The OPEC oil prohibition in 1973 also contributed to the unwanted economic event in the US. Industries across the country suffered from excessively high oil prices and shortages. Demand fell to new lows and industrial output suffered.
Theories on the Causes of Stagflation
One theory states that this economic phenomenon is caused when there is a sudden rise in the cost of oil. It reduces an economy’s productive capacity. In October 1973, the OPEC (Organization of Petroleum Exporting Countries) issued a restriction against Western countries. This caused the global price of oil to rise dramatically, thereby increasing the costs of goods and contributing to a rise in unemployment. Because transportation costs rose, producing products and getting them to shelves became more expensive and prices rose even as people got laid off. Critics of this theory point out that sudden oil price shocks like those of the 1970’s did not occur in connection with any of the simultaneous periods of inflation and recession that have occurred since then.

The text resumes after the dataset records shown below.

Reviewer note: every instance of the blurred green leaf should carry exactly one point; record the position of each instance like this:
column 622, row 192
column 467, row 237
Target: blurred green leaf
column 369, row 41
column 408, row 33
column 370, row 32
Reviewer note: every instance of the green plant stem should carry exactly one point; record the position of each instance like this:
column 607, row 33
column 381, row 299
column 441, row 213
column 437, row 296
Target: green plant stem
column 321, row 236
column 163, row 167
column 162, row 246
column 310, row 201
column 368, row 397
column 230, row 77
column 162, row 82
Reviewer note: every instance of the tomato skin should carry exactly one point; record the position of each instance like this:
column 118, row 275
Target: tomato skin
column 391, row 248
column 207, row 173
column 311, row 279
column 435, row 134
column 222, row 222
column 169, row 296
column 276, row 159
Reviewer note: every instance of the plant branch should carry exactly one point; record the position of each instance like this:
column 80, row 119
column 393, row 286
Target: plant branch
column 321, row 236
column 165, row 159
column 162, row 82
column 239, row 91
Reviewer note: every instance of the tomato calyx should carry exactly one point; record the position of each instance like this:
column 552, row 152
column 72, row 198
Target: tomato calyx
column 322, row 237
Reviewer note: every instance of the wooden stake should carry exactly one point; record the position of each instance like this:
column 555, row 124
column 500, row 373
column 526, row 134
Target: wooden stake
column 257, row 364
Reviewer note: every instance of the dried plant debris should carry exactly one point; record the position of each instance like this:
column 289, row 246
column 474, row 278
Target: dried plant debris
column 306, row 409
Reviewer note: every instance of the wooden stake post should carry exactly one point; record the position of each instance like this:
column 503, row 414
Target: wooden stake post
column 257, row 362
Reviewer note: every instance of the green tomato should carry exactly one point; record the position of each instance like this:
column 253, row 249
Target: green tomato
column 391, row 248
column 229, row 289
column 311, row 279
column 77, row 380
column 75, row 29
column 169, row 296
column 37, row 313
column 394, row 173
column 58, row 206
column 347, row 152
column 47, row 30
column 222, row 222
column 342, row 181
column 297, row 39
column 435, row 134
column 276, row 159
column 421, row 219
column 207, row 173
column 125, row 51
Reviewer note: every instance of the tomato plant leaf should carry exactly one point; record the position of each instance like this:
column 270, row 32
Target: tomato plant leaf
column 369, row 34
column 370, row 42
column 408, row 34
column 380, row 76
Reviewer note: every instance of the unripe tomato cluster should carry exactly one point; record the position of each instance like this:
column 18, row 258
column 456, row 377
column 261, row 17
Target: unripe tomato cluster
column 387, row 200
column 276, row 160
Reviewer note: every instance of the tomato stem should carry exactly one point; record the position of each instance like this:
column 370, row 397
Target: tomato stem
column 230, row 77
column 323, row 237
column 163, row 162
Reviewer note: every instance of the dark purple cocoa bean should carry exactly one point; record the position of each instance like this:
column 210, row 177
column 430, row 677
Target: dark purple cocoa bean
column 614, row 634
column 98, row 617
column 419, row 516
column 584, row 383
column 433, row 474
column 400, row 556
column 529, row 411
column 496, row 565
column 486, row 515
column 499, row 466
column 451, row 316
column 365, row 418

Another theory is that the convergence of stagnation and inflation are results of poorly made economic policy. Harsh regulation of markets, goods and labour in an otherwise inflationary environment are cited as the possible cause of stagflation. Confluence of stagnation and inflation are results of poorly made economic policy. Harsh regulation of markets, goods and labour in an otherwise inflationary environment are cited as the possible cause of stagflation. Some point fingers to the policies set by former US President Richard Nixon, which may have led to the recession of 1970; he is blamed for the period of stagflation. Nixon put tariffs on imports and froze wages and prices for 90 days, in an effort to prevent prices from rising. Once the controls were relaxed, the sudden economic shock of oil shortages and rapid acceleration of prices led to economic chaos in US. While appealing to the former theory of OPEC’s ban of few nations, Nixon’s policies are basically an ad-hoc explanation of the stagflation of the 1970’s, which does not explain the simultaneous rise in prices and unemployment that has accompanied subsequent recessions up to the present.